Но что еще есть в арсенале реформаторов? Победа над инфляцией? Выплата пенсий престарелым? Способно ли все это перебросить мост через пропасть между вчерашним величием и сегодняшним его отсутствием? А если не это, то что? Да ничего, кроме завоевания Россией нового величия — не военного и не территориального, о котором мечтают реваншисты, но культурного.
В какой, однако, области? Ясно, что не в науке, не в космосе, не в компьютерной технологии. Каждый может продолжить список отраслей, в которых Россия отстала и не готова сегодня к прорыву. Вот тут и всплывает материк ее идейной производительности — тот мощный ресурс, который у нее, бесспорно, есть и в котором даже Запад сейчас нуждается куда больше, чем в российской нефти или алмазах.
Уникальный шанс
Речь не идет, как вы понимаете, о выработке новых стратегий российской внешней политики или национальной идеи, или вообще чего бы то ни было, касающегося будущего одной, отдельно взятой, страны. Речь -о создании альтернативной модели нового послевоенного мирового порядка. Нет сомнения, тут мы тоже вступаем в противоречие с Западом. Но не для конфронтации, на которую нарываются российские реваншисты, а для корректировки его политического мышления и политического курса.

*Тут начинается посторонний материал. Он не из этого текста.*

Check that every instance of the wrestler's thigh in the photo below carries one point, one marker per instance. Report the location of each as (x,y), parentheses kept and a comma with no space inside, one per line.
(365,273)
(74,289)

Традиционная классическая модель баланса сил, известная под именем «многополярного мира», уже привела к трем мировым войнам (считая «холодную»). В ядерном веке, в случае прихода к власти в ядерной державе безрассудного и безответственного правительства, человечеству грозит уже не война, а гибель. Но если существующий мировой порядок чреват новыми мировыми катаклизмами -значит, нужно противопоставить ему альтернативную модель, способную обеспечить безопасность мира, развивающегося в направлении к демократии. И в этой альтернативной модели России постельцинской должна принадлежать та же роль, которая в 1920-е принадлежала пост-эбертовской Германии..

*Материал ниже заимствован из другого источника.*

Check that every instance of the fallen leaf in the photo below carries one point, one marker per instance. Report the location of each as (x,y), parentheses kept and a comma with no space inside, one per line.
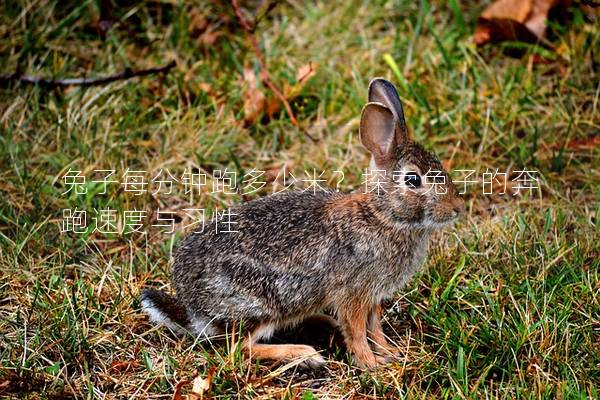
(177,393)
(584,144)
(201,385)
(519,20)
(123,366)
(254,98)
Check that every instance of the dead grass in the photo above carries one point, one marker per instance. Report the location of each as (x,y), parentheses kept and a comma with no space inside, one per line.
(508,305)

Ясно, почему. Eдва ли кто-нибудь сомневается, что, удайся тогда Западу надежно интегрировать Германию в круг демократических стран (как удалось это сделать после 1945 года), не было бы ни Второй мировой войны, ни Холокоста, ни миллионов жизненных трагедий. Понятно также, что в основе всех этих неисчислимых страданий лежала элементарная ошибка западных политиков, архаичность их мышления, неадекватность созданной ими системы безопасности. Короче говоря, их неспособность адаптировать свой политический курс к новой, послевоенной,реальности — то же самое, что происходит сейчас.
У англичан есть старая пословица: «Предупрежден — вооружен». Она, собственно, и описывает центральную задачу российской либеральной контратаки: предложив модель надежной интеграции России в круг демократических стран, не дать миру повторить однажды совершенную роковую ошибку. Из этого и должны вытекать все возможные конкретные проекты.

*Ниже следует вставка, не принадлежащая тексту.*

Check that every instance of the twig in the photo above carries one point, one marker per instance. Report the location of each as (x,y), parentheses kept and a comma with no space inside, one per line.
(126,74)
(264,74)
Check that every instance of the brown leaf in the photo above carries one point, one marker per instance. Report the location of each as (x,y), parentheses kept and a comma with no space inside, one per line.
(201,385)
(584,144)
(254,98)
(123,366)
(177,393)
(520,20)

Тут неизбежно возникает проблема: где взять средства на организацию намеченной контратаки? Серьезных капиталовложений мобилизация российского интеллектуального потенциала не потребует. Понадобится, конечно, интенсивная общенациональная кампания в СМИ — как для того, чтобы объяснить россиянам, зачем это нужно, так и затем, чтобы разбудить умы, привлечь к работе яркую и свободную от традиционных стереотипов молодежь.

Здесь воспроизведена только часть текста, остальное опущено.